Она расположилась в кресле напротив в расслабленной позе: руки на подлокотниках, рукава широкого халата свисали почти до пола. Наблюдала за мной из-под полуопущенных ресниц, будто собиралась задремать.

– Расскажи мне, – госпожа Мэрг провела пальцами по воздуху, как музыкант перебирал бы струны арфы. – Расскажи, что пожелаешь. А что не нравится – не рассказывай.

Я медленно прожевала последний кусочек пастилы.

– В начале зимы на дороге в Виарт меня подобрал извозчик, – тут я обычно пожимала плечами. – Не знаю, куда я направлялась – в столицу или из неё, – но он привёз меня сюда. Помог устроиться в дом Лосано, где служит его дочь. А два дня назад я убила младшего сына герцога, вот и весь сказ.

Больше рассказывать мне было нечего, и не потому, что остальное не нравилось. Без застенчивости я потянулась к заварнику и вновь до краёв наполнила чашку. Бордовый оттенок напитка стал ещё насыщеннее. Я полюбовалась танцем нескольких чаинок и поднесла чашку к лицу, горячий пар щекотал ноздри.

– А что до зимы было, не помнишь? – спросила Мэрг.

– Не помню. – Ниточка моей памяти плелась недолго, но повторять это я уже привыкла. Сейчас мне впервые захотелось ответить больше. Может, тепло в желудке разморило, а может, поза моей неожиданной покровительницы и плавные движения её рук настраивали на разговор. Я закрыла глаза. – Но я знаю многое, разное. Удивительно, но я знаю, что для этого чая заварили лепестки особенного сорта розы: цветки у неё бледно-оранжевые, а аромат – осенний, медовый и какой-то ночной. Я могу отличить песню сойки от соловья, хотя их давно никто не слышал. Знаю, что когда смотришь на солнце, надо щуриться. Я не помню ни одного мужчины, но знаю, какой на вкус поцелуй и как ощущается любовь.

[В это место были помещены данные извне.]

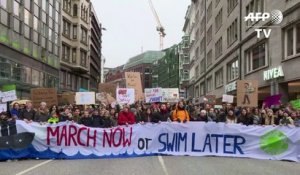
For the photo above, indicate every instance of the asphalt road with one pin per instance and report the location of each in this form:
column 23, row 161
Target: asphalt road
column 151, row 165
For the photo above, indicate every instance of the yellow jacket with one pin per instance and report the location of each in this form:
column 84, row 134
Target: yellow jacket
column 181, row 115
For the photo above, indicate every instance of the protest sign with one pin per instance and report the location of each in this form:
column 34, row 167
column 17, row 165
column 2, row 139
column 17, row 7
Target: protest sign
column 109, row 88
column 153, row 95
column 133, row 81
column 272, row 100
column 170, row 95
column 227, row 98
column 73, row 141
column 85, row 98
column 247, row 93
column 48, row 95
column 125, row 96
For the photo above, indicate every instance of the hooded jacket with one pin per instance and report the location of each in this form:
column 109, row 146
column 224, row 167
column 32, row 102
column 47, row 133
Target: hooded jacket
column 180, row 114
column 126, row 117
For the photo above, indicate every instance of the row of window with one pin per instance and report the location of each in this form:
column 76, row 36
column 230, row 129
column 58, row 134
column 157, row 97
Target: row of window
column 72, row 82
column 67, row 4
column 28, row 47
column 68, row 27
column 69, row 57
column 20, row 73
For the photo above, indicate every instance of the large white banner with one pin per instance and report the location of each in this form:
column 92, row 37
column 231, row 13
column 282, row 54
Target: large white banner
column 153, row 95
column 69, row 140
column 125, row 96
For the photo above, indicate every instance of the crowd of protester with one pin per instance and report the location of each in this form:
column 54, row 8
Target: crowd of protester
column 106, row 117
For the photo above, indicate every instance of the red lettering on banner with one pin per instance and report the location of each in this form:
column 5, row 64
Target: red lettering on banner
column 54, row 133
column 126, row 141
column 63, row 136
column 78, row 136
column 116, row 138
column 106, row 137
column 93, row 138
column 120, row 137
column 72, row 135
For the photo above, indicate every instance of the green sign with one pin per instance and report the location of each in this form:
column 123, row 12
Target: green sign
column 274, row 142
column 9, row 87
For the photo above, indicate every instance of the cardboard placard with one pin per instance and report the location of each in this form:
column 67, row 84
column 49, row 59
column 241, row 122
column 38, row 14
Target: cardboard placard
column 66, row 98
column 247, row 93
column 108, row 88
column 48, row 95
column 153, row 95
column 85, row 98
column 133, row 81
column 227, row 98
column 125, row 96
column 171, row 95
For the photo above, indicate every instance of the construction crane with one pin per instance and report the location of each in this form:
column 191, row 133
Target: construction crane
column 159, row 27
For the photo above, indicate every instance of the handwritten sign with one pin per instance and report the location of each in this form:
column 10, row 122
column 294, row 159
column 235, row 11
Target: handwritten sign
column 9, row 96
column 125, row 96
column 153, row 95
column 133, row 81
column 108, row 88
column 170, row 95
column 85, row 98
column 48, row 95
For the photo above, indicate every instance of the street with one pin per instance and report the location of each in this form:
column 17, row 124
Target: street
column 168, row 165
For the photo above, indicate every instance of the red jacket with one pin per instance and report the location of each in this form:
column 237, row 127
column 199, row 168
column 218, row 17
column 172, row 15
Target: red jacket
column 126, row 118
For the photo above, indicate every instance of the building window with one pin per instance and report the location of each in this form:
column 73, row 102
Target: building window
column 16, row 8
column 231, row 5
column 74, row 55
column 232, row 33
column 66, row 28
column 292, row 41
column 35, row 77
column 67, row 6
column 209, row 34
column 202, row 66
column 219, row 48
column 202, row 26
column 256, row 57
column 35, row 23
column 202, row 88
column 209, row 83
column 83, row 56
column 3, row 4
column 75, row 10
column 83, row 35
column 202, row 46
column 255, row 6
column 233, row 70
column 65, row 53
column 209, row 11
column 74, row 31
column 5, row 70
column 209, row 58
column 197, row 71
column 219, row 20
column 219, row 78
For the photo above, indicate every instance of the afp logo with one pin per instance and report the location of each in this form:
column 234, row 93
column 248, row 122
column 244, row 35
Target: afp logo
column 275, row 17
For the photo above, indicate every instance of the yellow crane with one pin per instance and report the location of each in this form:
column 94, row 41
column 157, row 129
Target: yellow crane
column 159, row 27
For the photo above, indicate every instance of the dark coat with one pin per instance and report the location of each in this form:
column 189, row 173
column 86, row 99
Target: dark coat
column 29, row 115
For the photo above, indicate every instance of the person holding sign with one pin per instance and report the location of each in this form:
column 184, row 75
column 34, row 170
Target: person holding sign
column 180, row 114
column 126, row 117
column 28, row 114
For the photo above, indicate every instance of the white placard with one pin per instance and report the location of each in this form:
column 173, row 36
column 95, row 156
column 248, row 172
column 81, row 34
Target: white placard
column 85, row 98
column 125, row 96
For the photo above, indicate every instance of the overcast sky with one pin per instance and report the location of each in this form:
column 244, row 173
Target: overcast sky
column 131, row 26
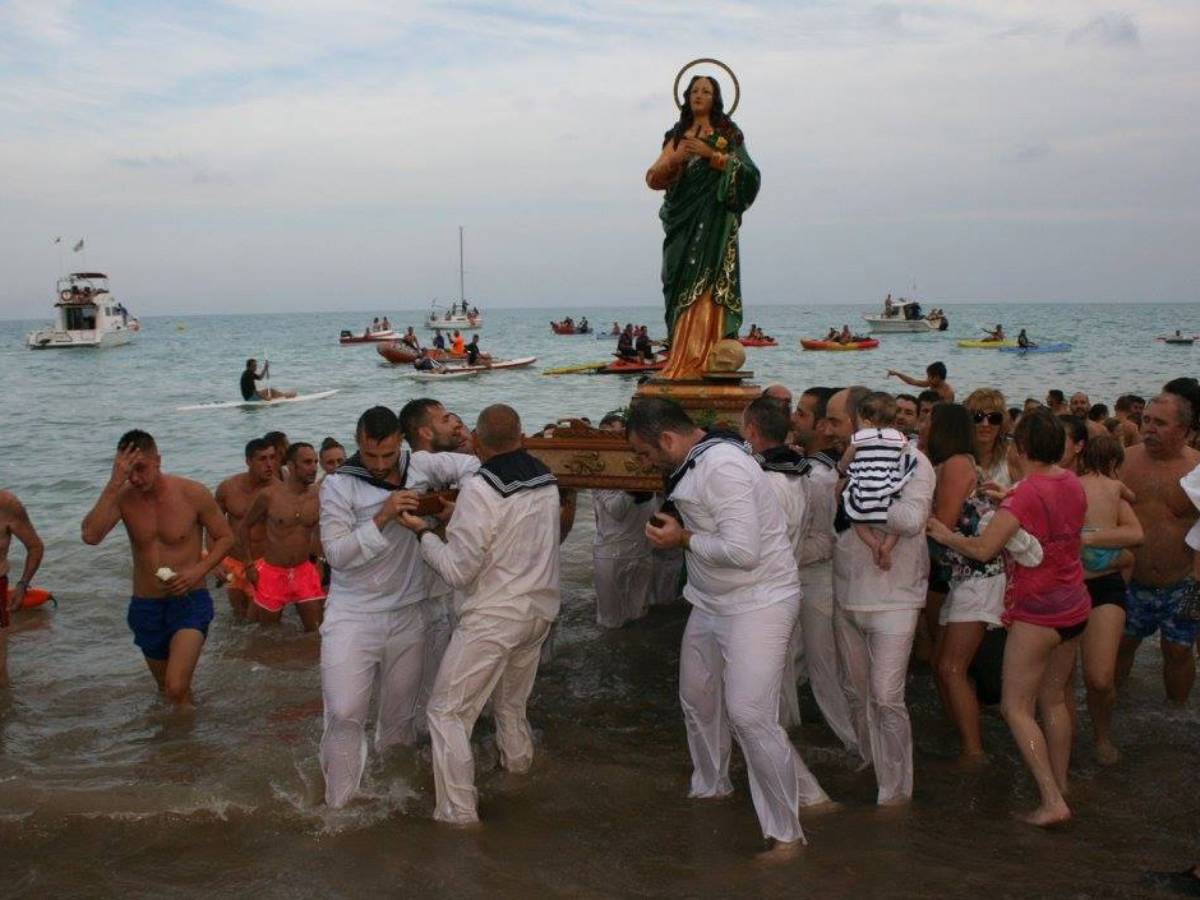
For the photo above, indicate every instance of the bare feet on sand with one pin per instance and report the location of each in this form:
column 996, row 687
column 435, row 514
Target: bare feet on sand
column 780, row 852
column 1047, row 816
column 1107, row 754
column 821, row 809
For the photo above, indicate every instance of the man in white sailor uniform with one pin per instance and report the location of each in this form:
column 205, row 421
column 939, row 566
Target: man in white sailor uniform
column 745, row 593
column 501, row 550
column 373, row 629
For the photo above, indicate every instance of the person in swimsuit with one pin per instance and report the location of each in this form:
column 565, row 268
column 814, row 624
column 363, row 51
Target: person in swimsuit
column 1048, row 605
column 166, row 517
column 1110, row 527
column 934, row 379
column 234, row 497
column 1163, row 567
column 288, row 513
column 252, row 391
column 15, row 522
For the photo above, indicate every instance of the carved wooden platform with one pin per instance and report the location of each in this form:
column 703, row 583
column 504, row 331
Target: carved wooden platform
column 582, row 456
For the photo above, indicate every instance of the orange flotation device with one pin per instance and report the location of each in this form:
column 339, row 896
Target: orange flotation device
column 34, row 598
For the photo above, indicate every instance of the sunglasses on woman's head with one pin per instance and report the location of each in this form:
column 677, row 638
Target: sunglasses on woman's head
column 991, row 418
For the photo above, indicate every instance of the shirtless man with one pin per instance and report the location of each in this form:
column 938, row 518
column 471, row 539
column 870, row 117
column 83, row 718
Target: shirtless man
column 934, row 379
column 1128, row 411
column 15, row 521
column 1162, row 574
column 166, row 517
column 234, row 498
column 289, row 513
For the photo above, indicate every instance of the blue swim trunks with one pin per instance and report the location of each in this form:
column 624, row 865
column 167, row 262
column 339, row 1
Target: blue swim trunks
column 1152, row 609
column 155, row 621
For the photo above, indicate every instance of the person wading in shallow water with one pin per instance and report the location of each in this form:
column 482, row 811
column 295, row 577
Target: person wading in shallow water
column 15, row 522
column 285, row 575
column 745, row 594
column 165, row 517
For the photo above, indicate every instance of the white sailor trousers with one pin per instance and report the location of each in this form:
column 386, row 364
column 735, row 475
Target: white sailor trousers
column 624, row 586
column 820, row 654
column 875, row 648
column 438, row 624
column 487, row 657
column 730, row 673
column 357, row 651
column 667, row 570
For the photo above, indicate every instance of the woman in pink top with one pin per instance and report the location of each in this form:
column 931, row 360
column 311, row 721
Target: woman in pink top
column 1047, row 605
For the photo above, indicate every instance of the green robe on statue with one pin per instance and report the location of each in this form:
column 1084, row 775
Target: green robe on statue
column 701, row 216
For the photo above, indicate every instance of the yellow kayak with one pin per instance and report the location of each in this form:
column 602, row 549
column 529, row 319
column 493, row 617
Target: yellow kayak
column 987, row 345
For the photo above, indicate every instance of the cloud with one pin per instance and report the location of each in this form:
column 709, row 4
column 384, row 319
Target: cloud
column 1032, row 151
column 1108, row 30
column 191, row 171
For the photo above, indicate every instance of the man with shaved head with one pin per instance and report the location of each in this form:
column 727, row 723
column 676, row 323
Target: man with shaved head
column 780, row 393
column 501, row 550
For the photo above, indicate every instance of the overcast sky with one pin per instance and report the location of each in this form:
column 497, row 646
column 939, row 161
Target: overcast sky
column 274, row 155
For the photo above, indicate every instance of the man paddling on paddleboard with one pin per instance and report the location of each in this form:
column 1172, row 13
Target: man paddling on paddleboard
column 252, row 391
column 15, row 521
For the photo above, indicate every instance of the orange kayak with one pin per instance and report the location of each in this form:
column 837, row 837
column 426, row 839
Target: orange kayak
column 34, row 598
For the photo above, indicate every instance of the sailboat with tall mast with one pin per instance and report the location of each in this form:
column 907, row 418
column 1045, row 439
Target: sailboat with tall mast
column 461, row 315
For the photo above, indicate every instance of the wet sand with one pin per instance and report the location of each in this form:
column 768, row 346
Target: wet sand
column 603, row 814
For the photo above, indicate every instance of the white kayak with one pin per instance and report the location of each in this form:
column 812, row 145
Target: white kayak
column 443, row 375
column 520, row 363
column 256, row 403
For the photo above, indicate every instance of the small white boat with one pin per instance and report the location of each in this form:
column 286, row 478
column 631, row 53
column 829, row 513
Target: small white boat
column 453, row 318
column 906, row 318
column 87, row 316
column 461, row 315
column 520, row 363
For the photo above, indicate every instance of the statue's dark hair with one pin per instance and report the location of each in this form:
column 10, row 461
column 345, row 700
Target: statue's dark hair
column 720, row 121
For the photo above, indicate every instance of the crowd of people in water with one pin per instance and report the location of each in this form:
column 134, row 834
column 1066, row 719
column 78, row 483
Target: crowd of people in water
column 840, row 535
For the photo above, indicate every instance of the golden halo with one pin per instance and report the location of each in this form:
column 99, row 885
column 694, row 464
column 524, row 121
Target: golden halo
column 737, row 88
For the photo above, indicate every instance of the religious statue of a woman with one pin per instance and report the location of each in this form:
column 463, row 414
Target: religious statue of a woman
column 709, row 181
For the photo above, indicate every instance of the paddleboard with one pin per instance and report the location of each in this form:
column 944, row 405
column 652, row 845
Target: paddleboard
column 581, row 369
column 443, row 376
column 255, row 403
column 1048, row 347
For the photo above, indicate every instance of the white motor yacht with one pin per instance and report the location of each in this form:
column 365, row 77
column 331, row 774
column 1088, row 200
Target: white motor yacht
column 87, row 315
column 904, row 317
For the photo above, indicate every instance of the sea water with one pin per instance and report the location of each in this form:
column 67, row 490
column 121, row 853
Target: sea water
column 105, row 792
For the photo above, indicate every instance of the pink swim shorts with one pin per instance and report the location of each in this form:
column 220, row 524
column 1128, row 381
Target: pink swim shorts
column 280, row 586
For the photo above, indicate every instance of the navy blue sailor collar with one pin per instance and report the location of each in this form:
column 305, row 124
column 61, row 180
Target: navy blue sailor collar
column 514, row 472
column 785, row 460
column 826, row 459
column 711, row 439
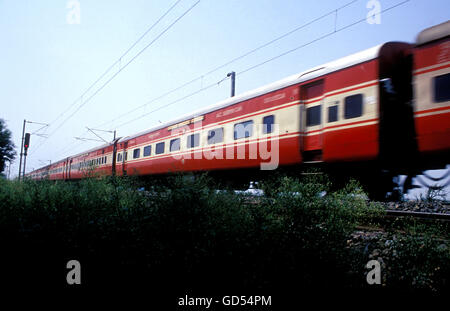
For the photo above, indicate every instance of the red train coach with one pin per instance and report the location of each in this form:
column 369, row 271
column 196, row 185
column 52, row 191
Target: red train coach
column 357, row 109
column 432, row 89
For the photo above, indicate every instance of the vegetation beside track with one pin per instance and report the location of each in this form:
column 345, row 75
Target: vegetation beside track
column 184, row 234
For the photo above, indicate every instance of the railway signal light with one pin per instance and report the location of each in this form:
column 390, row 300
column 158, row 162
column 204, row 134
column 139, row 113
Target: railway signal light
column 26, row 143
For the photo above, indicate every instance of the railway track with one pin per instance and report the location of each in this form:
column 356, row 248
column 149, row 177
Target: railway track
column 422, row 215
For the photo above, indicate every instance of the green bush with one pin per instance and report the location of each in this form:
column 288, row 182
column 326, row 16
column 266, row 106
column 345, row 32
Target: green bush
column 183, row 233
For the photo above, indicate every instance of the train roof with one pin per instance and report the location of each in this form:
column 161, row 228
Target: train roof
column 434, row 33
column 309, row 74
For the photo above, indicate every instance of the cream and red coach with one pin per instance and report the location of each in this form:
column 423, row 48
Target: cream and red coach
column 357, row 109
column 432, row 89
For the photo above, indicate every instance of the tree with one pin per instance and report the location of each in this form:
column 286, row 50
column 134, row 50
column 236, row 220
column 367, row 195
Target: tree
column 7, row 152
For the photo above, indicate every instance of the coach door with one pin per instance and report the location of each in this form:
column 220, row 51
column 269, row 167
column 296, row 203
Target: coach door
column 311, row 123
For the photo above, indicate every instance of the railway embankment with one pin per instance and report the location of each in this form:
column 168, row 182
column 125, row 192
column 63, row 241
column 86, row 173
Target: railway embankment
column 184, row 234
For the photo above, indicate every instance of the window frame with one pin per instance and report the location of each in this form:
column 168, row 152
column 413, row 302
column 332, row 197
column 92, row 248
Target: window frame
column 149, row 149
column 308, row 118
column 346, row 103
column 163, row 148
column 136, row 155
column 172, row 141
column 442, row 87
column 242, row 123
column 221, row 130
column 266, row 128
column 189, row 141
column 334, row 105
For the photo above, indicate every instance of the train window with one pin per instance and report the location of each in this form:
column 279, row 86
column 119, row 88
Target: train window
column 147, row 151
column 243, row 129
column 332, row 113
column 136, row 153
column 353, row 106
column 175, row 144
column 313, row 115
column 268, row 122
column 193, row 140
column 159, row 148
column 215, row 136
column 441, row 88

Когда люди вот так замирают и закрывают глаза, они погружаются в воспоминания. Я тоже погружаюсь куда-то. На водную пучину не похоже – это комната. В ней сумбурно расставлена мебель, которая накрыта белыми простынями. Я не вижу стен, не нахожу окон, но откуда-то проникает свет, и в косых лучах кружатся и поблёскивают пылинки.

– Тебе от этого приятно? – Госпожа Мэрг поднялась с кресла.

О чём спрашивает? Ах да, о любви…

– Мне от этого больно.

Она подошла и за руку подвела меня к туалетному столику, где усадила перед зеркалом. Много всего там было: костяной гребень (наверняка тоже контрабандный из-за моря), флакончики с духами, пудреница, румяна, краска для губ, открытая шкатулка с дешёвыми, но броскими украшениями… Женские хитрости, невинные ингредиенты для любовного приворота, прежде мне доводилось лишь раскладывать их по местам без трепета и надежды.

– Скажи, что ты видишь.

Я взглянула на отражение. На фоне ярко-синего, расшитого звёздами халата Мэрг я выглядела невнятным пятном: бледная кожа, впалые щёки, волосы цвета сухой соломы, прямые и тонкие. Брови и ресницы такие же блёклые – что они есть, что их нет.

– Ничего, – ответила я.

Госпожа Мэрг рассмеялась.

– Тогда, позволь я расскажу тебе – про тебя… Много лет назад в меня был влюблён один художник. Бестолковый романтик, всё мечтал о странном… как корабль не по воде плывёт, а с ветром уносится за облака. Он огорчался, что нельзя сохранить горсть свежего снега до лета и сравнить его белизну с лепестками ромашки. Хотел солнце с луной подружить и увидеть их рядом на небосводе. Картина у него была, а ты мне её напомнила.